Salah satu nan disorotinya adalah Program Makan Bergizi Gratis (MBG) melalui dapur SPPG nan dinilai dapat membuka banyak kesempatan pekerjaan baru di daerah.

"Kalau satu SPPG memerlukan sekitar 40 pekerja dan ada 100 SPPG di Trenggalek, berfaedah bisa tercipta ribuan lapangan pekerjaan baru. Jadi program ini bukan hanya soal makan bergizi, tetapi juga tentang membuka kesempatan ekonomi dan meningkatkan kesejahteraan masyarakat," kata Ibas.

Ia mengatakan ketika lapangan kerja terbuka, daya beli masyarakat meningkat, usaha-usaha mini ikut bergerak, dan kondisi ekonomi wilayah menjadi lebih sehat. Ia menilai pertumbuhan ekonomi nan baik kudu bisa menciptakan rasa kondusif dan optimisme di tengah masyarakat.

"Kalau masyarakat punya pekerjaan, penghasilan meningkat, daya beli tumbuh, usaha-usaha melangkah baik, maka ekosistem ekonomi kita juga bakal semakin kuat. Pada akhirnya bangsa ini bisa lebih aman, stabil, dan sejahtera," jelasnya.

Ibas juga menekankan pentingnya perlindungan bagi pekerja perempuan, termasuk kewenangan libur hamil, agunan persalinan, dan agunan kesehatan kerja. Menurutnya, wanita nan bekerja kudu tetap mendapatkan rasa kondusif dan perlindungan nan layak.

"Kita mau para pekerja wanita juga bisa bekerja dengan aman, sehat, dan tetap punya masa depan nan baik untuk keluarganya," ujarnya.
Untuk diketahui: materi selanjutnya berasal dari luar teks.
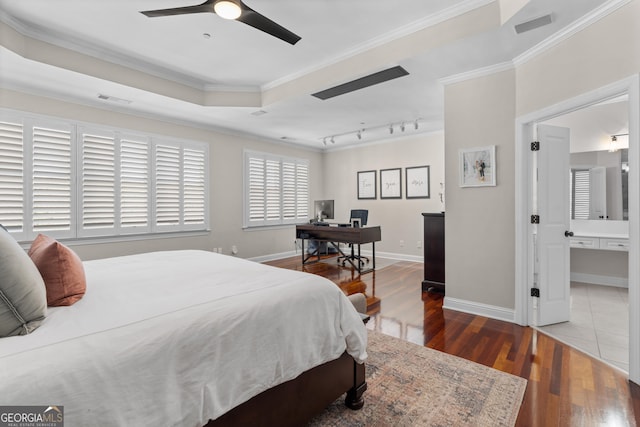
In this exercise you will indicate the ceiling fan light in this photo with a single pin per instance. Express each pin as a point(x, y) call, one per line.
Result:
point(227, 9)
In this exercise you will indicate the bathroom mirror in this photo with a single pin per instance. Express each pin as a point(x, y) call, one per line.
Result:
point(599, 185)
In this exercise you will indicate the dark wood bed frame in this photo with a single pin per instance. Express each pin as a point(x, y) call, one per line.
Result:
point(296, 402)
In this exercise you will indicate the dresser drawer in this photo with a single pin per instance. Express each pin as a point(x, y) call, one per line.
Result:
point(614, 244)
point(585, 242)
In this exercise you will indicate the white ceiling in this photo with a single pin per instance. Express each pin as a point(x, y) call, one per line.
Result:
point(239, 65)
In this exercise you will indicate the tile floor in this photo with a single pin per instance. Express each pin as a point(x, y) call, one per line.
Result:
point(599, 323)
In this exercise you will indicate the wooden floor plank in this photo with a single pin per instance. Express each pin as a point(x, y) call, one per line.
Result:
point(565, 386)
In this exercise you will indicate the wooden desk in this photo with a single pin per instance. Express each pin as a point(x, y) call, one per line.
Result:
point(334, 234)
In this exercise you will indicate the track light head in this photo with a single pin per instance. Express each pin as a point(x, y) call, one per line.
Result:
point(227, 9)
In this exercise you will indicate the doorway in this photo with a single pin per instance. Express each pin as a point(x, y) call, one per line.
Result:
point(598, 195)
point(525, 254)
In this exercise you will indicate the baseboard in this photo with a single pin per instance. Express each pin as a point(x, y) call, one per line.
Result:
point(273, 257)
point(479, 309)
point(594, 279)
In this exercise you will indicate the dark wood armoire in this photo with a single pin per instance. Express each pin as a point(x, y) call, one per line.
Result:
point(433, 252)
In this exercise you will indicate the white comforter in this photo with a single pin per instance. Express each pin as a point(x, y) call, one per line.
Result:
point(177, 338)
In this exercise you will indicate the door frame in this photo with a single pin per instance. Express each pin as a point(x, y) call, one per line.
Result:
point(524, 251)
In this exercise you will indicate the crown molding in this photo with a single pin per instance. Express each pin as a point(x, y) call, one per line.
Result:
point(85, 47)
point(129, 111)
point(421, 24)
point(595, 15)
point(478, 72)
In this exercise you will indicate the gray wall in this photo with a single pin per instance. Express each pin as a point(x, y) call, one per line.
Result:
point(480, 221)
point(400, 219)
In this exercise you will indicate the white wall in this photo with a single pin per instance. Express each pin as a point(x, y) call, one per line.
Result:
point(226, 156)
point(400, 219)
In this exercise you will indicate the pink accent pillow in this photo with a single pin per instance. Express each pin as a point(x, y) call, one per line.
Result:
point(61, 270)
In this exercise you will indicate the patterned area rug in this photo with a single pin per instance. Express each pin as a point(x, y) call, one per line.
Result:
point(411, 385)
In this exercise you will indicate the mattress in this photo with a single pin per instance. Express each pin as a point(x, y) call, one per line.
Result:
point(177, 338)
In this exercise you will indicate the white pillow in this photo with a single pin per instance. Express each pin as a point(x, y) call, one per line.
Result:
point(23, 297)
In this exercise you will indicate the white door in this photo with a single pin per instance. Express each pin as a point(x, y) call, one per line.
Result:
point(552, 242)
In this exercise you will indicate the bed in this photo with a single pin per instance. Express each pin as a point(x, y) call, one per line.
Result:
point(190, 338)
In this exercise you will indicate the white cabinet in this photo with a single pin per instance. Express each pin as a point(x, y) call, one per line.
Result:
point(606, 243)
point(614, 244)
point(585, 242)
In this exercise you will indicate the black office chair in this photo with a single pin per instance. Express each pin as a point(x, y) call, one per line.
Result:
point(358, 218)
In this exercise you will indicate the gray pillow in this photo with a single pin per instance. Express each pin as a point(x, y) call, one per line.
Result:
point(23, 297)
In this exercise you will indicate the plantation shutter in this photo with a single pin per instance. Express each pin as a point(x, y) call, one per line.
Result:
point(272, 191)
point(135, 185)
point(167, 162)
point(52, 181)
point(580, 194)
point(74, 181)
point(98, 192)
point(12, 202)
point(276, 190)
point(302, 191)
point(194, 186)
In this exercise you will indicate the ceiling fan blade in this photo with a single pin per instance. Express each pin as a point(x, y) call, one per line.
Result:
point(207, 6)
point(262, 23)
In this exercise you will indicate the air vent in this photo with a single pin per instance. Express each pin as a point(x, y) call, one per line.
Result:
point(113, 99)
point(361, 83)
point(533, 24)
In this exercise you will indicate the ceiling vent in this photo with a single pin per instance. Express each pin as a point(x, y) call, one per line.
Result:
point(533, 24)
point(113, 99)
point(361, 83)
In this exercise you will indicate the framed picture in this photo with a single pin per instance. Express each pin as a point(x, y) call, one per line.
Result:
point(478, 166)
point(416, 181)
point(390, 184)
point(367, 185)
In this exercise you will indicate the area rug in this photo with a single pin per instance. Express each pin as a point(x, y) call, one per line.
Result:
point(411, 385)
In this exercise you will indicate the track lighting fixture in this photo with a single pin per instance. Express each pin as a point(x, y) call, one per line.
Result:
point(374, 130)
point(227, 9)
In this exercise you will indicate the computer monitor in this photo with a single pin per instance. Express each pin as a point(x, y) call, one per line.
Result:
point(323, 209)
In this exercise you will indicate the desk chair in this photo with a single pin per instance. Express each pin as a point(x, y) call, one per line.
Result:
point(360, 216)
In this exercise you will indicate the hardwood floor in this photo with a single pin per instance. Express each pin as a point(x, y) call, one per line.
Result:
point(565, 386)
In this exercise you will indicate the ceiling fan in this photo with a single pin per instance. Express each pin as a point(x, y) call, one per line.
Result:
point(232, 9)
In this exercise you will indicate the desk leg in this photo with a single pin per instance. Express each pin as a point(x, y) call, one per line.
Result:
point(373, 254)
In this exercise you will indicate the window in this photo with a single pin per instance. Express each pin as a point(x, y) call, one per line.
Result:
point(579, 194)
point(276, 190)
point(72, 181)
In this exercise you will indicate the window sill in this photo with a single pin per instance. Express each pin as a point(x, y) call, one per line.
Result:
point(126, 238)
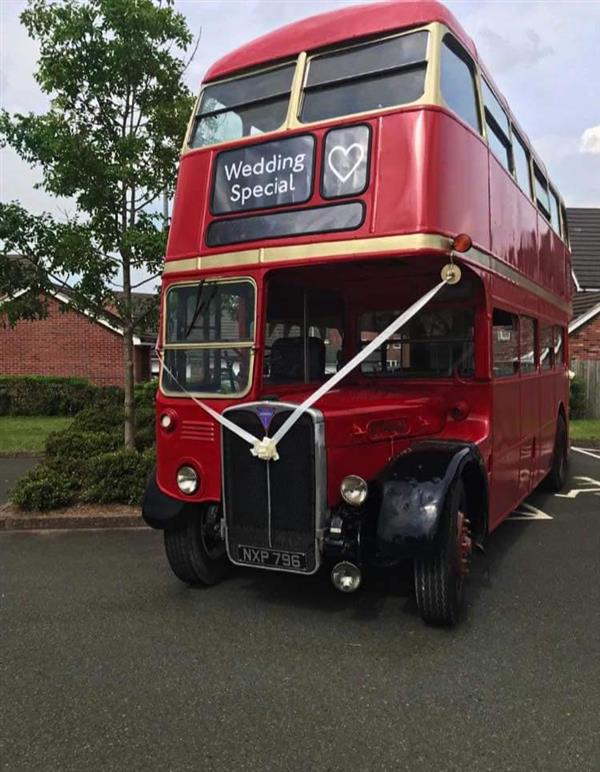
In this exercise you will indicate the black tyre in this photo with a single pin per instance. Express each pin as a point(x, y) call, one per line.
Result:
point(557, 476)
point(439, 578)
point(196, 551)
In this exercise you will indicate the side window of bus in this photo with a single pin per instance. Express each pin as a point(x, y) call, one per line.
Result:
point(505, 343)
point(521, 157)
point(497, 127)
point(527, 345)
point(559, 349)
point(546, 347)
point(541, 191)
point(554, 212)
point(365, 77)
point(458, 82)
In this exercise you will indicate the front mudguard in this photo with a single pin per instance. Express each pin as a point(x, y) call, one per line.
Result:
point(414, 490)
point(159, 510)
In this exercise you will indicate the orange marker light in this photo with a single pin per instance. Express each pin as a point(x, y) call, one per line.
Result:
point(462, 243)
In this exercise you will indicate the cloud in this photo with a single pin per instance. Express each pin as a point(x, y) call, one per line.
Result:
point(505, 54)
point(590, 141)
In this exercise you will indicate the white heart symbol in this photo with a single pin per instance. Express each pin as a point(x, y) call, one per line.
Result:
point(346, 151)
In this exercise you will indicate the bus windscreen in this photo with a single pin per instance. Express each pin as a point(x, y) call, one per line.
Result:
point(381, 74)
point(243, 107)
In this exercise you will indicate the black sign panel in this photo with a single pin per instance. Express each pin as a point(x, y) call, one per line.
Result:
point(262, 176)
point(346, 162)
point(299, 222)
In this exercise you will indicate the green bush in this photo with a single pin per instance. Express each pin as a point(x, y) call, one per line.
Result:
point(70, 444)
point(99, 418)
point(118, 476)
point(88, 462)
point(42, 489)
point(41, 395)
point(577, 406)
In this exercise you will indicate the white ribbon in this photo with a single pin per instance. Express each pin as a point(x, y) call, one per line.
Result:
point(266, 449)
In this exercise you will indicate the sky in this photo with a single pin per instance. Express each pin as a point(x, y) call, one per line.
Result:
point(544, 56)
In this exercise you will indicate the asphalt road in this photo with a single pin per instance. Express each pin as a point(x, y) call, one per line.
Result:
point(109, 663)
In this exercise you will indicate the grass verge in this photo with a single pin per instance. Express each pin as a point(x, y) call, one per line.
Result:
point(27, 434)
point(585, 429)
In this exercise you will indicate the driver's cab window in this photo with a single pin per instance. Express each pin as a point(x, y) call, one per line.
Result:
point(304, 334)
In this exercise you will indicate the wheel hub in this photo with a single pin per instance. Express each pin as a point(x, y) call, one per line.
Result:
point(464, 544)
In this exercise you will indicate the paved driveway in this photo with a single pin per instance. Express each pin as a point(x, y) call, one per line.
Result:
point(109, 663)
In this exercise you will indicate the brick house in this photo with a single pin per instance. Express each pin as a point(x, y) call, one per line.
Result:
point(584, 328)
point(68, 342)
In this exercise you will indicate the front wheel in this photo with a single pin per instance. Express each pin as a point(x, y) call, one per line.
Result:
point(557, 476)
point(196, 551)
point(439, 578)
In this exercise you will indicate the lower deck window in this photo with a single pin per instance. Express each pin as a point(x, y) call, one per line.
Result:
point(208, 370)
point(436, 343)
point(505, 343)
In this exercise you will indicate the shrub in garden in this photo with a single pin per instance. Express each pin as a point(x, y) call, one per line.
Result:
point(118, 476)
point(42, 489)
point(41, 395)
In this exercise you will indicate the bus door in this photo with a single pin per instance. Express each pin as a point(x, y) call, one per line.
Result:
point(529, 405)
point(506, 417)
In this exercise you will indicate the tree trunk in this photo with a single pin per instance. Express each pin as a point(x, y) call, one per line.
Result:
point(129, 403)
point(128, 354)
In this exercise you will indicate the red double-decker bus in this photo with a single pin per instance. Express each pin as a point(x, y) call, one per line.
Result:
point(364, 310)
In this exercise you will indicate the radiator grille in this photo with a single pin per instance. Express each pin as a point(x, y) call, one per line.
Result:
point(271, 504)
point(203, 431)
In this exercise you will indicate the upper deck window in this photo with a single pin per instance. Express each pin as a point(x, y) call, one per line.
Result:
point(497, 127)
point(554, 211)
point(458, 82)
point(243, 107)
point(541, 191)
point(521, 156)
point(365, 77)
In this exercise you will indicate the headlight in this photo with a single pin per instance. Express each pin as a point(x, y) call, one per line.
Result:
point(354, 490)
point(168, 420)
point(187, 479)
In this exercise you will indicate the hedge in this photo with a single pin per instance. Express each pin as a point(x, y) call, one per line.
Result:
point(87, 462)
point(45, 395)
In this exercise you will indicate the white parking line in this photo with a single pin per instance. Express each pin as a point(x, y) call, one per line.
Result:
point(528, 512)
point(586, 452)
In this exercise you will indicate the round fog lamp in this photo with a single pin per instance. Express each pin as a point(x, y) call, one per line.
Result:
point(354, 490)
point(187, 479)
point(346, 577)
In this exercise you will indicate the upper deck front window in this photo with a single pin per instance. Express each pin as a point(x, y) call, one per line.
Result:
point(243, 107)
point(367, 77)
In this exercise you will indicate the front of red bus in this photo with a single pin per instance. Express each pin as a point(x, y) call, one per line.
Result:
point(301, 230)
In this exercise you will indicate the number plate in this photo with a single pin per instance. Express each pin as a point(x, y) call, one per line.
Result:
point(259, 556)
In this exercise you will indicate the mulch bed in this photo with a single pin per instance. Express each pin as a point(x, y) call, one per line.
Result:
point(78, 516)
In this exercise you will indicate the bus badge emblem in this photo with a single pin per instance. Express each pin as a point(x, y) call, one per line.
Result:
point(265, 415)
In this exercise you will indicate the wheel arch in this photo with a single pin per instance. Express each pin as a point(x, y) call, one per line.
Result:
point(414, 489)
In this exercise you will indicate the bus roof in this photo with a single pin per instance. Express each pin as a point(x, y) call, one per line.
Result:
point(345, 24)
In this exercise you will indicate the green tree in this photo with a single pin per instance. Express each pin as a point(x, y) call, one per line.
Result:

Di akhir dialog, Ibas kembali mengingatkan bahwa membangun kesejahteraan pekerja memerlukan kerja sama semua pihak. Pemerintah, pengusaha, pekerja, dan masyarakat kudu melangkah berbareng agar pembangunan ekonomi tidak meninggalkan rakyat kecil.

"Pekerja nan kuat bakal melahirkan family nan kuat. Kalau family kuat, wilayah bakal maju, dan Indonesia bisa semakin sejahtera. Kita kudu terus saling mendukung dan tidak boleh menyerah menghadapi keadaan," ucap Ibas.

Sementara itu, Kepala Dinas Perindustrian dan Tenaga Kerja Kabupaten Trenggalek Christina Ambarwati Soemarno menyampaikan pemerintah wilayah terus berupaya memperluas perlindungan sosial bagi pekerja rentan, termasuk pengemudi ojek online dan penyandang disabilitas, melalui optimasi program BPJS Ketenagakerjaan dan BPJS Kesehatan meski di tengah keterbatasan anggaran.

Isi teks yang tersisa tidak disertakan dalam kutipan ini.